My friend Jessica and I found or acquired a brown rabbit-I don't quite remember where it came from, but I do remember that it was winter and by the time we converged to disassemble it, the rabbit was frozen solid. We stuck knives into the rabbit's frozen hide and cut and tugged and cut and tugged until we finally freed the bunny from it's hardened skin. Then, we set up pot of boiling water in her dad's shed and slowly but surely boiled the meat off the bones. The meat was the easy part. There were organs to extract, tendons to contend with, and strong, sinewy tissue that held the rabbit parts in place. After many hours of clumsy toiling, we were left with just the bones, which we boiled further in an effort to make them smooth and shiny; we didn't want any rabbit-residue left.


Later, we would glue the rabbit back together using crude Google images and Gorilla Glue. My mother probably made a casserole as Jessica and I sat at the kitchen table with sundry adhesive agents and a pile of bleached rabbit bones. We probably ate cookies and gossiped about classmates, blissfully ignorant that one day, someone would point out to us that the rabbit project is fully, irreparably weird. Heinous, some would say. Cold-blooded, even. Or simply not necessary. Why kill a rabbit for the sake of learning about anatomy when the internet can show us the same thing, in bright, colorful detail, without any of the nasty rabbit stench, or any of the killing, or any of the clumsy disassembling.


The point is not that we killed an animal unnecessarily. Nature does that all the time. The point is that we learned with intimacy, through touch, smell, sight, sound. We were not killing an animal to be ruthless or for no good reason. If anything, we learned to appreciate the rabbit more, to hold it's strong back haunches and understand how they allowed it to run fast. To hold it's heart and marvel at its smallness and strength. To learn by doing, not by sitting behind a desk, watching a teacher drone on and on about the wonders of rabbit anatomy. That wouldn't have stuck.

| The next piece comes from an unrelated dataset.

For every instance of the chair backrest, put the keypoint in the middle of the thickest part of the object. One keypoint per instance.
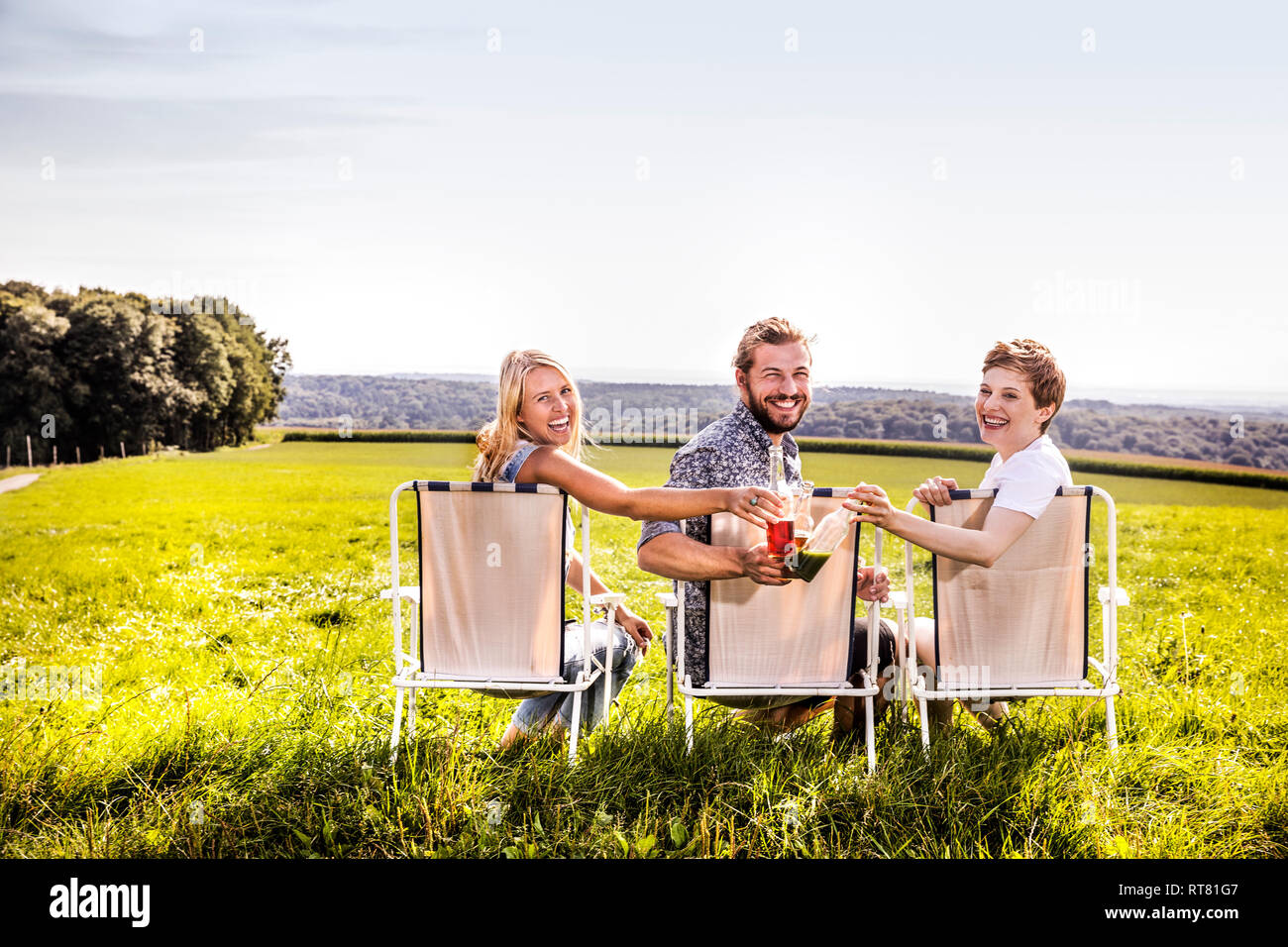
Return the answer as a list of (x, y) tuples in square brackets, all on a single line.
[(490, 579), (1022, 621), (798, 634)]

I grew up in a small town in Northwestern Wisconsin, on a bunch of land that provided endless opportunities for exploration. There was the cornfield, the forest, the swamp, all rife with life and changing with the seasons. There was a garden where we planted every vegetable imaginable, where I learned the stages of growth before I understood what I was learning. There were trees to climb and lawns to mow and laundry to hang on the line. There were constant opportunities to learn, if I simply looked.


My schooling was much the same. Sure, there were teachers who, on the brink of retirement, went through the motions, their sights set on a pension. But there were also teachers who gave us tools and nudged us toward learning, allowing us to dive as deeply as we liked into whatever interested us. My favorite English teacher, Mrs. Myers, took me on a trip to a day-long writing seminar for high school students, all the way in Whitewater, WI a five-hour drive from my hometown. She didn't have to. But she saw a spark in me and gentle fueled the flame, giving me just enough courage to pursue what I always knew I should.


That's the kind of freedom that seems amiss in education, or in life. We check the boxes we think we ought to check, reign in the parts of ourselves that like taking apart the rabbit, or writing poems, or wandering through nature, and wonder why we aren't happy. We hold expectations of children that don't make sense, and instead of letting them find their own interests, we fill their time with scheduled activities, play dates, snack time, nap time, until their lives are scheduled beyond belief. We do the same thing to ourselves, erroneously believing that filling time is synonymous with living. And, because it's easy, we sit behind screens and judge other people for how they live, even though we don't really know how they live. We can't.


If there is anything I learned from how I grew up it is this: work hard, and good things will happen. The opportunity to learn is endless and everywhere; in the people you encounter as well as in the natural world. Worrying about other people, or about what other people think, is an enormous waste of time. If you're doing this, you aren't busy enough. Doing things right takes time, whether that's building a relationship, training for a marathon, or learning a new skill. Experts are not born overnight. And finally, look up. The earth is a wellspring of beauty, savagery, quietude, and challenge. If you fight against nature, it will always win. And if you choose to not appreciate it, you're missing out on one of the best parts of being human.


P.S. Read J.D. Vance's Hillbilly Elegy, or Population 485 by Michael Perry. I promise you won't regret it.